Getouwtrek over cessie

In de voorbije jaren is veelvuldig over cessieverboden geprocedeerd, met wisselende, sterk van de feiten afhangende uitkomsten. Recent zijn de door zorgverzekeraarsconcerns Zilveren Kruis, VGZ, CZ en Menzis gehanteerde cessieverboden nog maar eens ter discussie gesteld in een door de Stichting Handhaving Vrije Artsenkeuze aangespannen kort geding.

Doelen en gevolgen cessieverbod

De Stichting noemt enkele – al vaker aan een rechterlijk oordeel onderworpen – argumenten ter onderbouwing van het standpunt dat cessieverboden tegenover zorgaanbieders onrechtmatig zijn. Volgens de Stichting gebruiken zorgverzekeraars het cessieverbod enkel om het leveren en afnemen van niet-gecontracteerde zorg te ontmoedigen. Volgens de Stichting is dat geen doel waarvoor het cessieverbod is bedoeld. Patiënten zouden verder lang niet altijd in staat zijn de zorgaanbieder (alvast) te betalen en de van hun zorgverzekeraar ontvangen vergoedingen niet altijd aan de zorgaanbieder (kunnen) doorbetalen. Voor niet-gecontracteerde zorgaanbieders ontstaat hierdoor een hoger debiteurenrisico, hetgeen het in feite onwerkbaar c.q. onmogelijk maakt om zonder contract te werken.

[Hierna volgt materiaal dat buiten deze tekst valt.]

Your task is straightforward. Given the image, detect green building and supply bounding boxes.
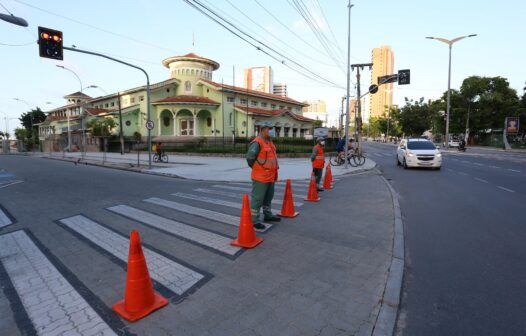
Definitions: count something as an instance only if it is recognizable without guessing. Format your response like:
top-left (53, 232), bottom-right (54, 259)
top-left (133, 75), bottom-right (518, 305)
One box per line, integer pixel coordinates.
top-left (39, 53), bottom-right (315, 151)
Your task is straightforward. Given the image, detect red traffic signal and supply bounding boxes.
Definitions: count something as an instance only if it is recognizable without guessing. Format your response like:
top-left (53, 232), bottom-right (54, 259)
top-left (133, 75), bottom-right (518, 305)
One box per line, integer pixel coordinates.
top-left (38, 27), bottom-right (64, 60)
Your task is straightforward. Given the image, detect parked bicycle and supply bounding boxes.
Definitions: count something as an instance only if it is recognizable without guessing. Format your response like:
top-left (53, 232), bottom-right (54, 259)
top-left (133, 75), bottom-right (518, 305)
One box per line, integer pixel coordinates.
top-left (329, 149), bottom-right (365, 167)
top-left (153, 152), bottom-right (168, 163)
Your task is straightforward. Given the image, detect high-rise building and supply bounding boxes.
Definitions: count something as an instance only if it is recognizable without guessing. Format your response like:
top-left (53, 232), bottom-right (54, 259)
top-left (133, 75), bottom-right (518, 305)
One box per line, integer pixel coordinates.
top-left (273, 83), bottom-right (288, 97)
top-left (301, 100), bottom-right (329, 127)
top-left (369, 45), bottom-right (394, 118)
top-left (244, 66), bottom-right (274, 93)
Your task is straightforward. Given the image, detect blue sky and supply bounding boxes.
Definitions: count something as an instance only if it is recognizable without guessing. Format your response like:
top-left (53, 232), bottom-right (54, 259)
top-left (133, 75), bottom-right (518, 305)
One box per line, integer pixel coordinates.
top-left (0, 0), bottom-right (526, 133)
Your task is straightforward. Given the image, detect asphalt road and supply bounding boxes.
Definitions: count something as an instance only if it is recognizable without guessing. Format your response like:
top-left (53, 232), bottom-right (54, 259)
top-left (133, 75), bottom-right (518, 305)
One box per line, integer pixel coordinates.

De zorgverzekeraars noemen op hun beurt verschillende – eveneens inmiddels welbekende – redenen voor het hanteren van een cessieverbod. Zo vinden zorgverzekeraars het belangrijk dat de patiënt de nota van een niet-gecontracteerde zorgaanbieder zelf kan controleren, voordat hij deze bij de zorgverzekeraar indient. Daarnaast wijzen zorgverzekeraars op het feit dat zij, indien zij cessie zouden toestaan, niet alleen de ingediende declaraties, maar ook de aktes van cessie zouden moeten controleren. Het cessieverbod beperkt, met andere woorden, de administratieve lasten, zo betogen de zorgverzekeraars. Verder voeren de zorgverzekeraars aan dat het voor de kwaliteit en betaalbaarheid van de zorg belangrijk is dat zij zoveel mogelijk zorg kunnen inkopen bij gecontracteerde zorgaanbieders. Zij hebben in dat verband aangegeven dat de door niet-gecontracteerde zorgaanbieders in rekening gebrachte kosten relatief hoog zijn.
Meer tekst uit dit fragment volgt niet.